PROJECT SUMMARY
Tumors of the central nervous system (CNS) are the most fatal malignancies. Determining the optimal treatment
for patients relies on accurate diagnoses, which at present is only achievable by histopathological analyses of
the tissue obtained by invasive brain surgery. Operations in the brain instill tremendous anxiety in patients and
pose a significant risk for neurological morbidity and even mortality. In addition, accurate longitudinal monitoring
of response to treatment, and distinguishing recurrence from treatment-related effects (pseudoprogression),
relies on limited information obtained on radiologic imaging as the option to invasively obtain tissue
longitudinally over the course of disease is prohibitive due to the morbidity of repeat procedures. Given these
limitations, there has been significant interest in identifying non-invasive or “liquid” biomarkers for the diagnosis
of CNS tumors. Most groups have looked at mutations in circulating cell-free tumor DNA in the plasma or
cerebrospinal fluid. Unfortunately, CNS tumors usually do not release enough DNA into the systemic circulation
for such an approach to be reliable on a prospective clinical basis. Furthermore, searching for single mutations
does not allow for the discrimination of the many different types of brain tumors included in a differential
diagnosis. Instead of focusing on mutations, we focused on DNA methylation alterations that are highly
abundant and cancer specific. We developed, optimized, and validated a novel approach termed cell-free
methylated DNA immuno-precipitation and sequencing (cfMeDIP-seq) that involves isolating and enriching for
methylated fragments of tumor cell-free DNA using a methylation-specific antibody and then sequencing.

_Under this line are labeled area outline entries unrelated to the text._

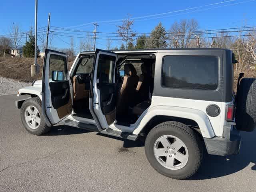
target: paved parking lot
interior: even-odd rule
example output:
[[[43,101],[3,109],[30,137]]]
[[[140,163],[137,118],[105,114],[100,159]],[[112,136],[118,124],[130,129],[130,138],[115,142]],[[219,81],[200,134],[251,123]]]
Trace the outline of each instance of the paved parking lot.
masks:
[[[162,176],[139,142],[55,126],[47,135],[25,130],[15,95],[0,96],[0,192],[256,191],[256,132],[242,133],[239,154],[206,155],[186,180]]]

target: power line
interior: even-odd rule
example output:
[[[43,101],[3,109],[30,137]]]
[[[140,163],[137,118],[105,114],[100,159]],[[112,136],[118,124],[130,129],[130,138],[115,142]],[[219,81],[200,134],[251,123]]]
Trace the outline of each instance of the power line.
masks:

Published data from our group provides proof-of-principle that plasma cfMeDIP-seq can reliably and accurately
diagnose tumors throughout the body, including those in the CNS. Based on these data, we hypothesize that
methylation profiling of circulating DNA, via cfMeDIP-seq, identifies reliable biomarkers for the
diagnosis, prognosis, and monitoring of CNS tumors non-invasively. We will build upon our existing data
to use cfMeDIP-seq as a novel technique to establish and validate a comprehensive, non-invasive CNS tumor
classifier (Aim 1); build an accurate predictive model for the non-invasive prognostication of meningiomas (Aim
2); identify plasma biomarkers of response to treatment, recurrence, and malignant transformation in gliomas
(Aim 3); and identify methylation and plasma biomarkers of brain metastases development from systemic
cancers (Aim 4). Success in this proposal will genuinely help shape a much-needed paradigm-shift in the field
of neuro-oncology by establishing cfMeDIP-seq as a reliable liquid biomarker for the non-invasive diagnosis,
prognostication, and monitoring of patients with primary and metastatic CNS tumors.